I'm overweight, balding, a complete geek, and have a very warped sense of humor...that, ah, annoys some folks. I've had some stuff happen in my life, that is I didn't have the ability to laugh, I'd probably be dead. I tell folks, worry when I can't crack a joke.



BTW: You all dress funny, and have hairy toes. 



			
				shesulsa said:
			
		

> What is it about you that makes other people chortle or make comments that tick you off?
> 
> Can you handle laughing at the humor in the worst situations?  I heard a comedian say once that even rape can be funny if you look at it right.
> 
> So what button of yours that others push have you learned to laugh at and how?


----------



## karatekid1975 (Jun 14, 2006)

LOL Bob.
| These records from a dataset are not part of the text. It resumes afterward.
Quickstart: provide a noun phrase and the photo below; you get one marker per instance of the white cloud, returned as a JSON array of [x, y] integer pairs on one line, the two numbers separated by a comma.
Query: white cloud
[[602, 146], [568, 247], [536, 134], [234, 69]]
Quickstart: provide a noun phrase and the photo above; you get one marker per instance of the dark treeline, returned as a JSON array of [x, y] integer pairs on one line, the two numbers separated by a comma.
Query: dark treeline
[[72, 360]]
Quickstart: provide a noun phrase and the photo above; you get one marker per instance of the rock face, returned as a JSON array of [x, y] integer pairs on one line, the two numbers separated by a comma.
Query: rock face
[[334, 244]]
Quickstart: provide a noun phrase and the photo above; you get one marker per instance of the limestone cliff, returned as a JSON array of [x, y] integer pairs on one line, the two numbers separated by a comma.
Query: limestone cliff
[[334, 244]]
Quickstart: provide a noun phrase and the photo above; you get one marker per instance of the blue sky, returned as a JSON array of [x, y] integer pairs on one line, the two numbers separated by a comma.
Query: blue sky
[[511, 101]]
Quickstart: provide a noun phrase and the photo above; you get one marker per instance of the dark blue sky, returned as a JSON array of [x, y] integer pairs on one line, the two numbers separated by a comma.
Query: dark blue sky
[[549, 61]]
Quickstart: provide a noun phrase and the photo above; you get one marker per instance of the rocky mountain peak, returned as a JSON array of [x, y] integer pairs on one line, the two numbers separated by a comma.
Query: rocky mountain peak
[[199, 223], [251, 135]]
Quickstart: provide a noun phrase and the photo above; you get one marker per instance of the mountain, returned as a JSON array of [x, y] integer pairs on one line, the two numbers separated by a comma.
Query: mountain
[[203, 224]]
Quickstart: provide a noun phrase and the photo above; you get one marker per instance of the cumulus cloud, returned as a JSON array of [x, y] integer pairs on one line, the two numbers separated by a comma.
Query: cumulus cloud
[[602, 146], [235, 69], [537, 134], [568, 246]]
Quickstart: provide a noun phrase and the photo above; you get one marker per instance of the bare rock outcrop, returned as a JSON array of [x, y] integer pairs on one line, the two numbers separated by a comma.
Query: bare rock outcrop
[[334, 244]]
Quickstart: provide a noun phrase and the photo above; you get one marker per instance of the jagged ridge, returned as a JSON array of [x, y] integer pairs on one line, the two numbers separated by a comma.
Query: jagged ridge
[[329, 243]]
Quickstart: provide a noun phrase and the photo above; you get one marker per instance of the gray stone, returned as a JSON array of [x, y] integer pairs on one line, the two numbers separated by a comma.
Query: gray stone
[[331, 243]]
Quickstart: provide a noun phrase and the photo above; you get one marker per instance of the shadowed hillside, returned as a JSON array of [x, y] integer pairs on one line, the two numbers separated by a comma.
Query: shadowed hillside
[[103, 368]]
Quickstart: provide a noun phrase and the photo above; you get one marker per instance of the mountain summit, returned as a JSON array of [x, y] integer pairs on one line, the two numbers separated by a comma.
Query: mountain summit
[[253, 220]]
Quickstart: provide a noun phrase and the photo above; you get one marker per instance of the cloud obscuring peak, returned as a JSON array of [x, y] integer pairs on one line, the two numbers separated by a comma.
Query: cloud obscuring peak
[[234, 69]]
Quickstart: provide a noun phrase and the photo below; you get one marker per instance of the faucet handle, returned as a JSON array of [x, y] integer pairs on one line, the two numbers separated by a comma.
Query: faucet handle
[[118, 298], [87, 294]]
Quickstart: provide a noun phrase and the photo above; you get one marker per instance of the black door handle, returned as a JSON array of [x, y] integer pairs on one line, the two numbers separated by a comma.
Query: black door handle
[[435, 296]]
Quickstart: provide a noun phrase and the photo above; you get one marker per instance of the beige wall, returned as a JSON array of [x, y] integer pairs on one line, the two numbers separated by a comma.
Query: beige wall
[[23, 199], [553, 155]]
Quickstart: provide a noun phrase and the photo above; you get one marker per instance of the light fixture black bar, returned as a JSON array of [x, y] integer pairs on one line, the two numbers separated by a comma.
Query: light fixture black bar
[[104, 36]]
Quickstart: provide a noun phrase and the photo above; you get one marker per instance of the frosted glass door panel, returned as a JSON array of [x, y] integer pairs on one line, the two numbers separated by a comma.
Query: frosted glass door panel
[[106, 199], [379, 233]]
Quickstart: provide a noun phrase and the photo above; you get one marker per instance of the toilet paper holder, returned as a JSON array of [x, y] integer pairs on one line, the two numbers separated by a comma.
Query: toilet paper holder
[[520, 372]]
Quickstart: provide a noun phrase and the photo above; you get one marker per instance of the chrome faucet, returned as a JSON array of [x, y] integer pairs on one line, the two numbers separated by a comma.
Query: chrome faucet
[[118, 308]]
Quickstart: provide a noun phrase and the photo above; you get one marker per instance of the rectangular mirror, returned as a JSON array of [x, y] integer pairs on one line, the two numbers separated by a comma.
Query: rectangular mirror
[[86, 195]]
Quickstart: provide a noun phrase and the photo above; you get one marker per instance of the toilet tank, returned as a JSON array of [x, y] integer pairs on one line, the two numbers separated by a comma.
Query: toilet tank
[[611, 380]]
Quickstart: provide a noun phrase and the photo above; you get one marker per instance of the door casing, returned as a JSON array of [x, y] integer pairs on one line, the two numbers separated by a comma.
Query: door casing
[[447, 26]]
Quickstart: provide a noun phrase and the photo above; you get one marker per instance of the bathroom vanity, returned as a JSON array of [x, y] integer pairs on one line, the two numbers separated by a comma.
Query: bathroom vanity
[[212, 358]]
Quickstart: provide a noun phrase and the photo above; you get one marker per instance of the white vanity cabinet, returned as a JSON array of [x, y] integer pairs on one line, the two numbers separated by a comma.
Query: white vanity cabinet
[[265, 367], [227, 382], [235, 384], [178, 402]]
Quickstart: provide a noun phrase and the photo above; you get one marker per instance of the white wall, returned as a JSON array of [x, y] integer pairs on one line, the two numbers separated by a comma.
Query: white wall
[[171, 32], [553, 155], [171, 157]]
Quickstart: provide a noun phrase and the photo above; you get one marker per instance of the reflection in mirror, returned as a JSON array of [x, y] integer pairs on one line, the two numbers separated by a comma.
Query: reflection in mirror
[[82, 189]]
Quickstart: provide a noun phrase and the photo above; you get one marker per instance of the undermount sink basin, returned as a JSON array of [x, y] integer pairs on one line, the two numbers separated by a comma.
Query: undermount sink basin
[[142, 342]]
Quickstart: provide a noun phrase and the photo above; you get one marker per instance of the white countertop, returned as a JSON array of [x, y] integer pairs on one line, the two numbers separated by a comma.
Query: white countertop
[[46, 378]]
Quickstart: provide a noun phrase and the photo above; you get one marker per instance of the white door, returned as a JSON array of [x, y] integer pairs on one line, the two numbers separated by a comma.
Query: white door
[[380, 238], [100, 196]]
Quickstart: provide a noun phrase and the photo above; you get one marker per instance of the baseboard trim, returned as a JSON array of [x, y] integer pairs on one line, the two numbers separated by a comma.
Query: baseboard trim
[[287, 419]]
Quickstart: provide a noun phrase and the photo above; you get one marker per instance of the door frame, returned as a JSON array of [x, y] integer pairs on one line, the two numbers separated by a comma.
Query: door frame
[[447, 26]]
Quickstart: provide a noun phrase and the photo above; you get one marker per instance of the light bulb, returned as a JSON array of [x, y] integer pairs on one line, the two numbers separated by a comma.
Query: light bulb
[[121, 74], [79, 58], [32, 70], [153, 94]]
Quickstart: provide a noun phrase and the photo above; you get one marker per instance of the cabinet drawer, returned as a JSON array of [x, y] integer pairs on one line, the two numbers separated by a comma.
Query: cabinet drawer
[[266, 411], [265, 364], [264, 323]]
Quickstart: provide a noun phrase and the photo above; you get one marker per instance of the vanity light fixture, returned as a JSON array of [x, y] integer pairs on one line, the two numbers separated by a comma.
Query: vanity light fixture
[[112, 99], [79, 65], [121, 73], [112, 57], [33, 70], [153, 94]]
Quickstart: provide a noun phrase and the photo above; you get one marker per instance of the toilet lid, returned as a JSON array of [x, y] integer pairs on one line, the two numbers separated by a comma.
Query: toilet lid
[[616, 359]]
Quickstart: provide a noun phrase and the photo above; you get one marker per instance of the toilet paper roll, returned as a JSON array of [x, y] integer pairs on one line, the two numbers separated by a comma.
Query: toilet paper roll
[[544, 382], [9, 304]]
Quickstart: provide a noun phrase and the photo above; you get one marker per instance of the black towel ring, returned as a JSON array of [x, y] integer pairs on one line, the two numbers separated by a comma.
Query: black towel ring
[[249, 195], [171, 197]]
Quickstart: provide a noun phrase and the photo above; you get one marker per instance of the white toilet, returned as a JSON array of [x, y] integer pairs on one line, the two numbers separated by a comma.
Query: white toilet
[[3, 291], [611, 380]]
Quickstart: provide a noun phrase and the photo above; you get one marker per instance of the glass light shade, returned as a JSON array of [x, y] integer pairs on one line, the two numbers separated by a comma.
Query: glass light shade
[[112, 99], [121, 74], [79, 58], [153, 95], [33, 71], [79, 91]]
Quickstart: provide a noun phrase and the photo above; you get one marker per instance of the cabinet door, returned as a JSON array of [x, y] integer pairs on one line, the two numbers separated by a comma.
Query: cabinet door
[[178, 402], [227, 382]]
I also can have a warped sense of humor sometimes. We should hang out sometime 

Anyways, I can also be a complete air head sometimes, and I just have to stand back and laugh at myself. I have what I call "brain farts" (forgetting stuff, or stop in the middle of a sentence and wonder what the hell I was just talking about).


----------



## OnlyAnEgg (Jun 14, 2006)

I am a champion at self-deprecating humor.  The aspect of me that I've learned to laugh at is my odd and unusual references that I take for granted everyone knows.

For example, I expect everyone to know that Bruce, here, is also in charge of the sheep dip.  Also, that that a piece of coral is a crime.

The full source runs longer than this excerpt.